As election deadlines loomed last spring, federal courts ordered the maps to be used anyway, to be replaced with new ones by 2024.
Justice O’Connor retires from the court at the end of the year. Mr. Seitz, the Ohio state representative, predicted that the court will reverse course on redistricting, because November elections chose a sitting Republican justice to succeed Justice O’Connor and Gov. Mike DeWine, a Republican, will appoint a new justice to fill that vacancy.
“I would anticipate that one of the first orders of business will be to throw out these bogus decisions” on maps, he said.

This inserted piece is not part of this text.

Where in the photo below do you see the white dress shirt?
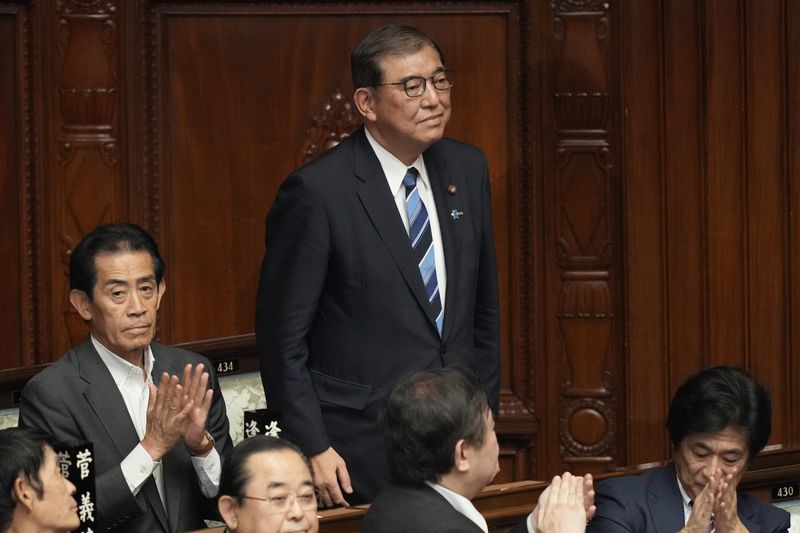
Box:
[425,481,488,533]
[92,337,220,509]
[364,128,447,311]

Voting rights advocates are mulling whether to mount another dauntingly expensive ballot initiative to make the commitment to nonpartisan maps ironclad, said Catherine Turcer, the executive director of Common Cause Ohio.
And the bar to success might get even higher. Republican legislators proposed a constitutional amendment last month that would raise the threshold for voter approval of constitutional changes to 60 percent of the vote, from the current simple majority.
Republicans call it a move “to safeguard Ohio’s constitution from special interests” who pour money into initiative campaigns. Ms. Turcer called it an effort to shield the ruling party from anything that could dilute its control.
“It’s clear these people are drunk on power,” she said. “And what do you do with those kinds of people? You take away their keys.”
Alain Delaquérière contributed research.